McCune Smith quotes the words
of the Roman playwright Terence (c. 190 – 159 BCE), “Homo sum humani nil a me
alienum puto” (“I am human, and nothing human is alien to me”), which express a sentiment that McCune Smith finds particularly noteworthy,
given that Terence was a slave who gained his freedom. McCune Smith
regards Terence’s words as an affirmation of the common brotherhood and
sisterhood of all humankind. The destinies of all human beings are inextricably intertwined.
Thus the destiny of people of color, given their being held in servitude by a
social majority that pretends to be democratic in its system of government but
deprives them of their rights of citizenship, is to save that system of
government from perishing as a result of its own contradictions, and to convert
it into a system that is truly democratic.
McCune Smith makes clear that people
of color cannot overcome their oppression merely by overthrowing or becoming
like their oppressors. Only by affirming the common brotherhood and sisterhood
of all humankind can liberty and justice truly be achieved.
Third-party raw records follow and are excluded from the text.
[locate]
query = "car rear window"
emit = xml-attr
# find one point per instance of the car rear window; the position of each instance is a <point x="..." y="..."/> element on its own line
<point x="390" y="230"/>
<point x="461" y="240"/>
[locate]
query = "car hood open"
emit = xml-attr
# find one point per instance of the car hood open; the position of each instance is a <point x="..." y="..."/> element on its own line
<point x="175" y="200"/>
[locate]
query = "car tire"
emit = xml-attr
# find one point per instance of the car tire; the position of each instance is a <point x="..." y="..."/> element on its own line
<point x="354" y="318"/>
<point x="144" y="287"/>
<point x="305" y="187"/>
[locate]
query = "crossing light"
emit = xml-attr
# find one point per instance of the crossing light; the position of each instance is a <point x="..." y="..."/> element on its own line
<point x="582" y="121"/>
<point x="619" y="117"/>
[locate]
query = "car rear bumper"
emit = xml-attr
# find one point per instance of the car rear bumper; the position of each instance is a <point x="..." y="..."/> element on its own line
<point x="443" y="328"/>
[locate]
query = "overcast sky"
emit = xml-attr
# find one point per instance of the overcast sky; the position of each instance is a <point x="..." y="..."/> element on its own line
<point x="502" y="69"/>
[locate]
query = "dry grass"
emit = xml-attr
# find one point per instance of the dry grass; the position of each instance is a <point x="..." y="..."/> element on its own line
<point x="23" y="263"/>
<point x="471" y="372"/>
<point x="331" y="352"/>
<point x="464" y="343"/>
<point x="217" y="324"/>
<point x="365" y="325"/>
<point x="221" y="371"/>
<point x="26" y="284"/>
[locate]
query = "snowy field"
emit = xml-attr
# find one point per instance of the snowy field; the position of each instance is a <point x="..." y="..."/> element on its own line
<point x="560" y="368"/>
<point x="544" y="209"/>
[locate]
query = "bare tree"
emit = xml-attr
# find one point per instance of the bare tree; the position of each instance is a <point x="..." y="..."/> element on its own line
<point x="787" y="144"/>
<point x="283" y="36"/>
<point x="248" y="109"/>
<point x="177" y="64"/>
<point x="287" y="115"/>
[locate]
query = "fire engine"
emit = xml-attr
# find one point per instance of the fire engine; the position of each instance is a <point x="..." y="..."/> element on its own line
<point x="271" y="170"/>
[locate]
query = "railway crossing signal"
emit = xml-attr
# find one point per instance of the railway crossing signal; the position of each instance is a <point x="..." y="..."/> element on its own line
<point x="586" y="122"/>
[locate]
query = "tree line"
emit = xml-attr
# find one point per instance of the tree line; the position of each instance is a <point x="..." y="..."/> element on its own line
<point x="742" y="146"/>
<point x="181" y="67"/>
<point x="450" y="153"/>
The destiny of people of color is a
subject also explored by other nineteenth-century abolitionists, including Frederick Douglass (1818-1895), Martin Robison Delany (1812-1885), and Henry Highland
Garnet (1815-1882).
Douglass (1849) says that the destiny of people of color and the destiny of white people are tied to each
other, and that in order for society as a whole to flourish, both people of color and white people must flourish. White people and people of color can
flourish only if they do so together.7
Delany (1854) argues that people of
color must be in control of their own political destiny if they are to secure
the right to full citizenship. People of color will never secure the right to
full citizenship unless everyone has an equal opportunity to participate in
government. However, Delany considers it unlikely that there will ever be
equality of opportunity in American society, and he therefore advises people of
color to consider emigration and the pursuit of nationhood abroad.
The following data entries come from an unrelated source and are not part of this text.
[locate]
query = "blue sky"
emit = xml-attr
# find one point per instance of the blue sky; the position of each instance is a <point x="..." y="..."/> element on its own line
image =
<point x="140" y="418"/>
Garnet (1848) explains that the
destiny of white people and the destiny of people of color are inseparable,
insofar as distinctions between white people and people of color will eventually
be erased by the advent of a society in which “mixed race” will be the norm. An
increasing number of people will be “mixed race,” making it more
difficult to separate people into distinct racial groups. Prejudice against
people of color, or “colorphobia,” may therefore one day become an anachronism.
FOOTNOTES
1John Stauffer, “Introduction,” in The Works of James McCune Smith: Black
Intellectual and Abolitionist, edited by John Stauffer (Oxford: Oxford
University Press, 2007), p. xxi.
2Ibid,
p. xxi.
3Thomas M. Morgan, “The Education and Medical
Practice of Dr. James McCune Smith (1813-1865), First Black American to Hold a
Medical Degree,” in Journal of the
National Medical Association, Vol. 95, No. 7, July 2003, pp. 603-614.
4William Henry Ferris, The African Abroad: Or, His Evolution in Western Civilization,
Volume 2 (New Haven: Tuttle, Morehouse & Taylor Press, 1913) p. 866.
5James McCune Smith “The Destiny of the People of
Color (1843)” in The Works of James
McCune Smith: Black Intellectual and Abolitionist, edited by John Stauffer
(Oxford: Oxford University Press, 2007), p. 50.
6Ibid.,
p. 52.
7Frederick Douglass, “The Destiny of Colored
Americans,” in The North Star,
November 16, 1849.
ADDITIONAL REFERENCES
Delany, Martin Robison. “Political Destiny of the Colored
Race on the American Continent” (1854), in Martin R. Delany: A Documentary
Reader, edited by Robert S. Levine (Chapel Hill: University of North Carolina
Press, 2003), pp. 245-279.
Garnet, Henry Highland. “The Past and the Present Condition,
and the Destiny, of the Colored Race” (Troy, NY: J.C. Kneeland, 1848).